OPINION: Can AI be innovative?

Artificial Intelligence (AI) and innovation

Today, we’ll jump straight in with a question.

Here it is: will artificial intelligence really reach a point where a machine can out-think us?

Realistically, yes. The Future of Humanity Institute at Oxford University predicts that in half a century, there is a 50% chance that AI will outperform humans at just about everything (others suggest longer, upwards of 125 years).

From the survey, which included 352 leading academic and industry experts in artificial intelligence, a timeline was determined that predicts when AI will be completing human-like tasks.

While in the immediate future we’ll see AI master Angry Birds, LEGO assembly and writing High School quality essays, a bit further down the track they’ll be writing New York Times Best-Selling novels, doing surgery and conducting complex maths research.

As impressive as these (presently) hypotheticals are, there are a couple of things they don’t involve: innovation or creative thinking. All these tasks can be completed by learning from previous creations.

Sure, it would be impressive to read a best-selling novel written by AI, but in reality, all aspects of it (structure, content, style, language etc.) would be driven by data collected from previous best-sellers. The same goes for surgery; the techniques used aren’t new and by the time AI is doing them they will have been perfected; all AI needs is a program to guide it.

At this point, two big questions arise. What exactly is innovation? And would it ever be possible for AI to innovate these formulaic, repetitive tasks?

Firstly, according to the Department of Industry, Innovation and Science, innovation is the “changing [of] processes or creating more effective processes, products and ideas.” And this is generally done by challenging traditional notions of tasks, drawing inspiration from other industries or geographic regions.
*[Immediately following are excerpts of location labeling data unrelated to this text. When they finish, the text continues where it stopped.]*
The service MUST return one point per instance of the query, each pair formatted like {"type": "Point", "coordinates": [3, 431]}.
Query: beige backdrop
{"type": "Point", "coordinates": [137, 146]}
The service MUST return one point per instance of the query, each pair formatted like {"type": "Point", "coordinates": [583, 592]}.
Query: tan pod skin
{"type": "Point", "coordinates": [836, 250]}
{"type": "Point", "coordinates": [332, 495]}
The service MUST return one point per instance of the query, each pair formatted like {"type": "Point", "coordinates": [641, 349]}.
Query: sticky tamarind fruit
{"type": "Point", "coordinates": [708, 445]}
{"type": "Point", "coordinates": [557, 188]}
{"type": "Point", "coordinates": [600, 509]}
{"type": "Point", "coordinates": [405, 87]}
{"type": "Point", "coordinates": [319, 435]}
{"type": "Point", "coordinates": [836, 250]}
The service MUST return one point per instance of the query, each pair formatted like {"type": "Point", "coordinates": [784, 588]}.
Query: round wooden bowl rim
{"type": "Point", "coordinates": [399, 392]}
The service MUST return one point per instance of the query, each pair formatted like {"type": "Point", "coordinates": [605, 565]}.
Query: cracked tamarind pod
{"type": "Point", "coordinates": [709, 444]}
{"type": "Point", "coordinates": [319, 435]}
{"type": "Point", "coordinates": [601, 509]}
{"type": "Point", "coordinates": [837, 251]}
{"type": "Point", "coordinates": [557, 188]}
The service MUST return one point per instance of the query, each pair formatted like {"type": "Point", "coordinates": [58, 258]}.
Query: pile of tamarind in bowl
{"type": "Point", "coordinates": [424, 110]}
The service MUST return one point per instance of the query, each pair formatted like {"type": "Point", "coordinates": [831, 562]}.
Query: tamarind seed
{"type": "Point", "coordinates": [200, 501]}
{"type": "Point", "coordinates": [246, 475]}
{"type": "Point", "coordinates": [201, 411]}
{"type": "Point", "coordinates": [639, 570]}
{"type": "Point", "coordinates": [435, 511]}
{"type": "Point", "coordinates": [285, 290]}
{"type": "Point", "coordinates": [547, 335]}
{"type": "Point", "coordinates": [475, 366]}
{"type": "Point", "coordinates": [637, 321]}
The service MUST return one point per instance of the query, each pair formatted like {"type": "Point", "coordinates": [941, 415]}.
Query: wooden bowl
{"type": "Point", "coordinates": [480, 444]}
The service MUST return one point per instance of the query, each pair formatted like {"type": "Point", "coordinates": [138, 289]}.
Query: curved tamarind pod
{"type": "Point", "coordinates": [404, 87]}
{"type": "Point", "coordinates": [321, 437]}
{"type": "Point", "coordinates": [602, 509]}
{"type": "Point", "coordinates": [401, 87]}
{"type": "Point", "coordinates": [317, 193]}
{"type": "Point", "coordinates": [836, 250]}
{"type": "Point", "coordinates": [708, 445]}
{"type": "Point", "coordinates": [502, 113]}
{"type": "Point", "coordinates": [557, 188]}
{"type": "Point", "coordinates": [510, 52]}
Conversely, AI learns from data; it doesn’t have an innately human ability to look forward without looking backwards. While innovation happens when lessons from the past are illuminated, its bigger focus is looking forward and this is something AI simply cannot do.

While AI can help us determine a better, more efficient solution for our current problems, it lacks the capacity to look forward. This isn’t necessarily a negative though…

Role of humans and AI in innovation

To Stephan Hawking, AI will go one of two ways. It will either work with us or it’ll work against us, and it’s up to us to determine which way it goes.

“When it [AI equalling the intellectual level of humans] eventually does occur, it’s likely to be either the best or worst thing ever to happen to humanity, so there’s huge value in getting it right.” – Stephan Hawking, 2015.

While observations and experiences are important for innovative thinking, so is understanding data and context. That is AI’s greatest value; the ability to mass-read and mass-analyse data.

An example of this is AlphaGo; the first computer program to defeat a world champion at the ancient Chinese game of Go. AlphaGo was trained to mimic human play by attempting to match the moves of expert players from recorded historical games, using a database of around 30 million moves.

An observation completely built from data provides a richer and deeper understanding of a problem but leaves little to no room for future innovations to fix it, simply because it draws from the past.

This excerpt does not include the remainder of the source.